- CODEPENDENTS OF SEX AND LOVE ADDICTS ANONYMOUS ACRONYM HOW TO
- CODEPENDENTS OF SEX AND LOVE ADDICTS ANONYMOUS ACRONYM FULL
CODEPENDENTS OF SEX AND LOVE ADDICTS ANONYMOUS ACRONYM HOW TO

For example, instead of taking it personally or yelling, shrug off a rude comment or make a joke of it. Take time to figure out what you want to say and say it when youre calm rather than being quick to react in the moment. Differentiate whats in your control and what isnt.

Like setting boundaries, its not something you do once and then forget about! If he fails in it, the failure is not mine, no matter what others may think or say about it (One Day At a Time in Al-Anon, 1987, page 29).ĭetaching is something you do over and over again in relationships. Let me learn to play my own role, and leave his to him.
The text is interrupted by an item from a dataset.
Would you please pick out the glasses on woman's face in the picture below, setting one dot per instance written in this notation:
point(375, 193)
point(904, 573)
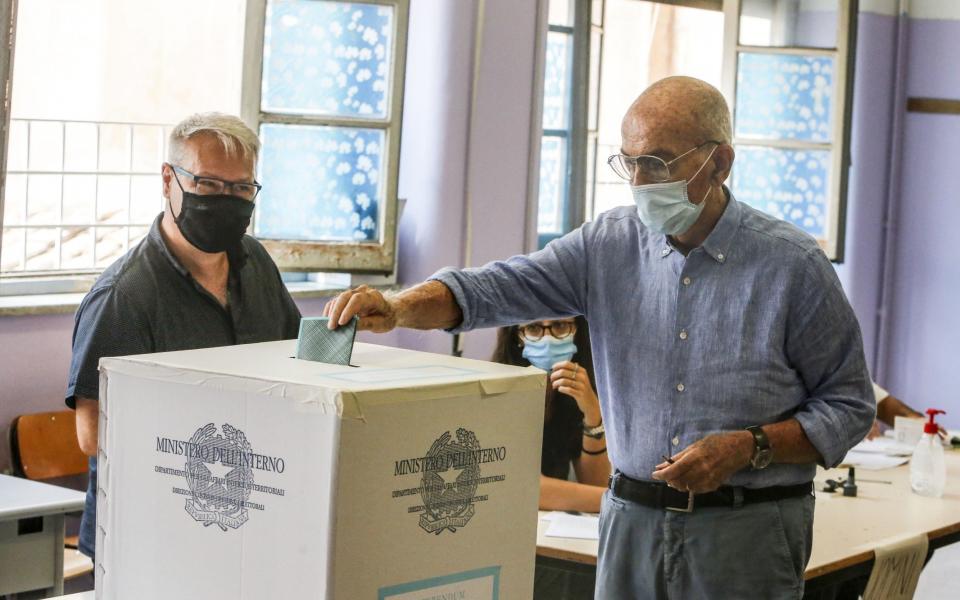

I think of detaching as untangling your life from someone elses so that your feelings, beliefs, and actions arent driven as a response to what someone else is doing.Ī popular Al-Anon reading advises: I must detach myself from his shortcoming, neither making up for them nor criticizing them. Detaching puts healthy emotional or physical space between you and your loved one in order to give you both the freedom to make your own choices and have your own feelings. Detaching helps you to stay in relationship and not lose your sense of self.ĭetaching is similar to setting boundaries. Its letting go of controlling and worrying and putting responsibility back on the individual.ĭetaching also isnt cutting ties or ending a relationship (although, at times, that can be the healthiest choice). Detaching isnt angry or withholding love. Detaching doesnt mean pushing people away or not caring about them. We use the term detach with love to remind us that detaching is a loving action. Detaching allows you to take care of yourself, honor your own feelings and needs, and let go of the guilt and shame that result from taking responsibility for other peoples bad choices.Īl-Anon (a 12-Step group for people affected by someone elses alcoholism) describes detachment with this acronym:ĭetaching means you stop trying to force the outcome that you want. (Codependent No More, 1992, page 60)ĭetaching is a way off of the relationship rollercoaster.
CODEPENDENTS OF SEX AND LOVE ADDICTS ANONYMOUS ACRONYM FULL
It also prevents your loved one from taking full responsibility for their life and learning to solve their own problems.Īccording to codependency expert Melody Beattie, Detachment is based on the premises that each person is responsible for himself, that we cant solve problems that arent ours to solve, and that worrying doesnt help. Its a distraction from taking care of yourself and solving your own problems. They have good intentions and a real desire to help, but this fixation on problems they cant actually solve (like your Moms alcoholism or your adult sons unemployment) isnt helpful to anyone. This can feel like an upside down roller coaster ride that never ends!īecause of their caring nature, codependents can become obsessed with other peoples problems. This creates a maddening push and pull where no ones happy and youre both trying to control and force. The problem is, sometimes your loved one doesnt want the help youre offering they want to do things their own way. This is done with a loving heart, but it can become all-consuming. Codependents often find themselves in dysfunctional relationships where they spend an inordinate amount of time worrying and trying to control or fix other people.